There is also a peppering of nonsensical statements such as the rights of the majority outweighing those of the minority. Aren’t rights supposed to apply to all? Does the Universal Declaration of Human Rights (UDHR) only apply to selected races or religions? Of course not, it is U-N-I-V-E-R-S-A-L. It applies to everyone human being on the planet.
For those in politics who wish to dominate and thus rule, they should look at what is happening to the descendants of the great conquerors of the world, Alexander the Great and Julius Caesar. The Greek and Roman empires were around more than 2,000 years ago and predate Christ and Muhammad (SAW). They were the cradle of Western civilisation and dominated much of the known world at the time. If we were to look at “ketuanan Melayu” or Malay dominance within this historical context, our philosophy would be nothing short of laughable.
In any event, let us look at what has happened to the descendants of the great conquerors of the past in what is today, Greece and Italy. The Greek Prime Minister George Papandreou was forced out of office just a few days ago because of Greece’s debt problems. Italian Prime Minister Silvio Berlusconi has also just resigned as a result of Italy’s own debt problems.
These were two national leaders who won their positions democratically but had to resign to make way for technocrats to take over. The supranational European Union (EU) has exerted its muscle to deny the Greeks and Italians their right to be ruled by a democratically-elected government of their choice. How far the mighty have fallen!
The flip side of the argument is that the Greeks and the Italians today have only themselves to blame since they were the one who elected governments which landed them in their current predicament anyway. They should not have voted for all those debt building, populist policies of the past. I really hope that I don’t have to say the same of Malaysia and its voters in the next five to 10 years.
The fall of the Greek and Italian economies will undoubtedly generate a few books. If the same thing happens to Malaysia in the future, at least we Malays don’t have far to fall.

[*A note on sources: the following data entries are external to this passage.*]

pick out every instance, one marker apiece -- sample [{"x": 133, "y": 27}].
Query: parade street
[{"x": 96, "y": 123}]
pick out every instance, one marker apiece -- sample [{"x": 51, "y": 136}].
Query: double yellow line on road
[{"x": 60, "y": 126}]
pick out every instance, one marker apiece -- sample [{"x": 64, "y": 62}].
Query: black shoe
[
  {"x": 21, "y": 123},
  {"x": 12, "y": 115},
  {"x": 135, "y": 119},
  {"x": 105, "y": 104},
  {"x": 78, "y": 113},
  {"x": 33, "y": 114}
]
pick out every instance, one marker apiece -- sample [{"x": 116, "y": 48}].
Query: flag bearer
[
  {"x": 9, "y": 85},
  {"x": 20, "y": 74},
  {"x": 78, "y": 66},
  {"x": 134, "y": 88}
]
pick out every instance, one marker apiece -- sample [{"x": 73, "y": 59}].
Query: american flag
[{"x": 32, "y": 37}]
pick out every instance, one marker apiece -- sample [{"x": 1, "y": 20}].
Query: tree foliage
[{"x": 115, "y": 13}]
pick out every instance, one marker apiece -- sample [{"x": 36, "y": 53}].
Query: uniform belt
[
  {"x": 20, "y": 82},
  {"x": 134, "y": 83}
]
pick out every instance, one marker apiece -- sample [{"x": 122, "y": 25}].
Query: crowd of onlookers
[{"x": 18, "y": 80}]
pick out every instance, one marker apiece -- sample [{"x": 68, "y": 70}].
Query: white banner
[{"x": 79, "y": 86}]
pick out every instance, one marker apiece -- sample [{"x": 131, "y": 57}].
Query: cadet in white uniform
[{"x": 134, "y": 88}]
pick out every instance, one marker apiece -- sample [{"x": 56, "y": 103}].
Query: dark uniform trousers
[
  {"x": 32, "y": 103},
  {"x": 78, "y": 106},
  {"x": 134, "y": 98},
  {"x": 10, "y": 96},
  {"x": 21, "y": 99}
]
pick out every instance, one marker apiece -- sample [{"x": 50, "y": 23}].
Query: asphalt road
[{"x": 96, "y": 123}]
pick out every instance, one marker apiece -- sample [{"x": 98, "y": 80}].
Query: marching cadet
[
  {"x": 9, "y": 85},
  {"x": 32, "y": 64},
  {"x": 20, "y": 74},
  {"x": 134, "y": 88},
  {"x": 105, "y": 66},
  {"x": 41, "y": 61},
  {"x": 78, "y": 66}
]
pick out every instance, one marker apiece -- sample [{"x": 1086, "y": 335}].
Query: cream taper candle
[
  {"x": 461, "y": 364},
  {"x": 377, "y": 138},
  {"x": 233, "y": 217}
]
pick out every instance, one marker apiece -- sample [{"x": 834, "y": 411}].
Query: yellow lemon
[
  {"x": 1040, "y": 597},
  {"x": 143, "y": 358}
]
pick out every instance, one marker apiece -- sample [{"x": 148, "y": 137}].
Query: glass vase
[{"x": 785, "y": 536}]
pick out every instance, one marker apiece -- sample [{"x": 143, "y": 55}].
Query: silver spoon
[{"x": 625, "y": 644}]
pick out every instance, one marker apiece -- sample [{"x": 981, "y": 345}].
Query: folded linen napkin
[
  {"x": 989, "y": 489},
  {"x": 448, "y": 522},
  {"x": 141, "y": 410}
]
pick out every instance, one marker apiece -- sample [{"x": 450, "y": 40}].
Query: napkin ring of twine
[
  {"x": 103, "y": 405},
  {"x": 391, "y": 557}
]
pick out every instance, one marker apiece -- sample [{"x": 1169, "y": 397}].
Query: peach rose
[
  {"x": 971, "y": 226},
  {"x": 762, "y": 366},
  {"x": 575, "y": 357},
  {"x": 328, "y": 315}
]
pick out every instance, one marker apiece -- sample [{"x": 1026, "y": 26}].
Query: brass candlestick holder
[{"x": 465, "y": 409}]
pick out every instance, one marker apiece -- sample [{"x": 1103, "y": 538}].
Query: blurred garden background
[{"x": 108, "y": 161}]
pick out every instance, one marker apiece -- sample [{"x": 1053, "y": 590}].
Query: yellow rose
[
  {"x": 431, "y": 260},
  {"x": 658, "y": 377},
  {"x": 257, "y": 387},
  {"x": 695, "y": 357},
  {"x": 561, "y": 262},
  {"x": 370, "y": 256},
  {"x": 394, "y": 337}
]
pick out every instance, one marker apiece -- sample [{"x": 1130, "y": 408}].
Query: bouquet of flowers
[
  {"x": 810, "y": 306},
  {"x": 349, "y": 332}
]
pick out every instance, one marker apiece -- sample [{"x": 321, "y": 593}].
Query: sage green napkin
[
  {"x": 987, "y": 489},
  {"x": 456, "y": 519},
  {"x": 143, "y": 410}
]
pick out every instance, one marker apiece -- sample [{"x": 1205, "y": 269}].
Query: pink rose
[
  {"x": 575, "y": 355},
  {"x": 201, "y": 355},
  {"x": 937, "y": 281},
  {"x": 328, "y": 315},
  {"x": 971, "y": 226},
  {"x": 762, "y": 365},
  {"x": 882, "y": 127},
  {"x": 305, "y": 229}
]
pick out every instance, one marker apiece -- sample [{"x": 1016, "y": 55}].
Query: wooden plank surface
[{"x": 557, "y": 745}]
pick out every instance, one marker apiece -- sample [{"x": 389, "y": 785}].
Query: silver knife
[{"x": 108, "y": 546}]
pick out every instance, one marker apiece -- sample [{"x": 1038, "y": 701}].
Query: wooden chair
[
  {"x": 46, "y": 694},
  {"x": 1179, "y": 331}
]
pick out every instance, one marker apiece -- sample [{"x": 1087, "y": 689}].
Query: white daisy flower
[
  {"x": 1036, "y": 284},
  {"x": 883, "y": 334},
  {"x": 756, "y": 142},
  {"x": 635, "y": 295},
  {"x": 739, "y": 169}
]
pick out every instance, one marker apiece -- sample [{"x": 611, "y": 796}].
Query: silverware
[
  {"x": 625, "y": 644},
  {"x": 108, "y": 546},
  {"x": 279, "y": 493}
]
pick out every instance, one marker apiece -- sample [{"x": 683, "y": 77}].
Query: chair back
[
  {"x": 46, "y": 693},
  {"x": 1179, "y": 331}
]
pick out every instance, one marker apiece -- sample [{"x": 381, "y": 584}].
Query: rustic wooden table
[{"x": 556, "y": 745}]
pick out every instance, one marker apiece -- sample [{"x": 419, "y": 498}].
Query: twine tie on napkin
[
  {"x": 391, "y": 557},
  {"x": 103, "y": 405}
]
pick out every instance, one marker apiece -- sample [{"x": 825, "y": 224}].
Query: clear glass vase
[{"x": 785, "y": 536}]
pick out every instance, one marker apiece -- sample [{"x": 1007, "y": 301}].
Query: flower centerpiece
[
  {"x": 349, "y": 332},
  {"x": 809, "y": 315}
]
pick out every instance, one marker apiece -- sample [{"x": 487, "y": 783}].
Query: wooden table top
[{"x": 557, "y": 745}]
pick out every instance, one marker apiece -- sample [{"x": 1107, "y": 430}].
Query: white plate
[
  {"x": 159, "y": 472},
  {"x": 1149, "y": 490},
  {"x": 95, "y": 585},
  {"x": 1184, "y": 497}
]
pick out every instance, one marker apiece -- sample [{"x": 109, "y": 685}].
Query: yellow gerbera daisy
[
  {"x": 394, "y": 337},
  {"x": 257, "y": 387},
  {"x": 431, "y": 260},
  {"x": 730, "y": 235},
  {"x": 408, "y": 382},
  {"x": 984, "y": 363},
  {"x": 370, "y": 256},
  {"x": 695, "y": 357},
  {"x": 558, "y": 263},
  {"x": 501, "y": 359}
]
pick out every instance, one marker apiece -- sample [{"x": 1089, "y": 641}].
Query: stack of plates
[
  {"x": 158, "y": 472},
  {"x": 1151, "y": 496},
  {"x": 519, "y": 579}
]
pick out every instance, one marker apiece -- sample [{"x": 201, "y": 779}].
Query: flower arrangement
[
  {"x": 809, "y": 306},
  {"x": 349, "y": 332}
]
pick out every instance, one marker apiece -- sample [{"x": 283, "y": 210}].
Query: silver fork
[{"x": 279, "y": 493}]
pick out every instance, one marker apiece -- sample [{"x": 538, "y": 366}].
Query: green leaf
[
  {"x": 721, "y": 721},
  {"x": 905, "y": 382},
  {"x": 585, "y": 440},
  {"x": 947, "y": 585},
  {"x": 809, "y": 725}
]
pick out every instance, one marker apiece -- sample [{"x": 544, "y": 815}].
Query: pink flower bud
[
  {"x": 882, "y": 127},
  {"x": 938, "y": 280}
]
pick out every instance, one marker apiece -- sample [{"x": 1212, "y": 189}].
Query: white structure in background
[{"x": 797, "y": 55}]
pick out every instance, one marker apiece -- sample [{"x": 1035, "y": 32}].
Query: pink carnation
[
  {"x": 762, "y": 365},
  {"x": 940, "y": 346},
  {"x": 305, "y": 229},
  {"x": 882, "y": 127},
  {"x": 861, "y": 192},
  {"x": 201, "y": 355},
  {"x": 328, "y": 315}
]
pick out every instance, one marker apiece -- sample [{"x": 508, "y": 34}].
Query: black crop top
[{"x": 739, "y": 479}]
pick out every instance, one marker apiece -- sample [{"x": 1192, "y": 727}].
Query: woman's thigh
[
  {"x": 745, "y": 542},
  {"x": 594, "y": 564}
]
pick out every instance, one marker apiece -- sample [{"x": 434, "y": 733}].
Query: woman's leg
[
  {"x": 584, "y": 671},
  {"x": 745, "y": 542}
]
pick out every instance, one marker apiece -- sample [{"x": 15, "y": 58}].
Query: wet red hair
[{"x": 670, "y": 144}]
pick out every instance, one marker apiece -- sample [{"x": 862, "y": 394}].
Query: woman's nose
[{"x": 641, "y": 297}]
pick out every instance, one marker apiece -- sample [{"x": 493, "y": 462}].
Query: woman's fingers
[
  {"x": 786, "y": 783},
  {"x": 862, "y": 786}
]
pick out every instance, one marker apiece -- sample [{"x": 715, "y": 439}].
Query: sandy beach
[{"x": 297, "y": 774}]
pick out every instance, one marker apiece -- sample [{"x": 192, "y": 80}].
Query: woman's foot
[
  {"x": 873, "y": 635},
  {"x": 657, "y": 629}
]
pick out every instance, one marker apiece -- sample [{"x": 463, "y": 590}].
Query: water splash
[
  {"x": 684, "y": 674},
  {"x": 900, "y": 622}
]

If we are lucky, we might not even make a footnote in history. If things go wrong we may well blame some politicians or political parties but it is unlikely we will blame ourselves. We will say we didn’t have the power to do anything at the time.
Well, my fellow Malaysians and especially my fellow Malays: that is not true today. We have a chance to make things better. The time is now.
The rulers, be they politicians, the civil servants, the royalty or even the religious leaders, are jockeying for more power and position. By right we the voters need to entrench our own powers in the system. We need to disenfranchise and weaken certain elements within our system and strengthen others. A two-party system will certainly strengthen our position as the voters within a system where we have a choice.
We can be empowered voters in Malaysia but we also need to take responsibility for our own actions. If we subscribe to the values contained within our Constitution then we have to defend them and not let Parliament pass laws that are inconsistent or even “ultra vires” the Constitution.
The recent ruling by the Court of Appeal that section 15(5)(a) of the Universities and University Colleges Act 1971 (UUCA) is unconstitutional and violates the guarantee of freedom of speech is certainly to be lauded. Why it took 40 years to declare it unconstitutional is another matter.
We are in a globalised world today and even the construct of a sovereign nation state is being challenged by supranational entities that appear to be powers unto themselves. To strengthen the democratic process and freedom in Malaysia, we the people need to take charge and defend every person’s rights including the lesbian, gay, bisexual, transgender (LGBT) community or those of a different religion or different race or gender.
We can only be truly democratic when we defend the rights of those that we oppose ideologically.
* The views expressed here are the personal opinion of the columnist.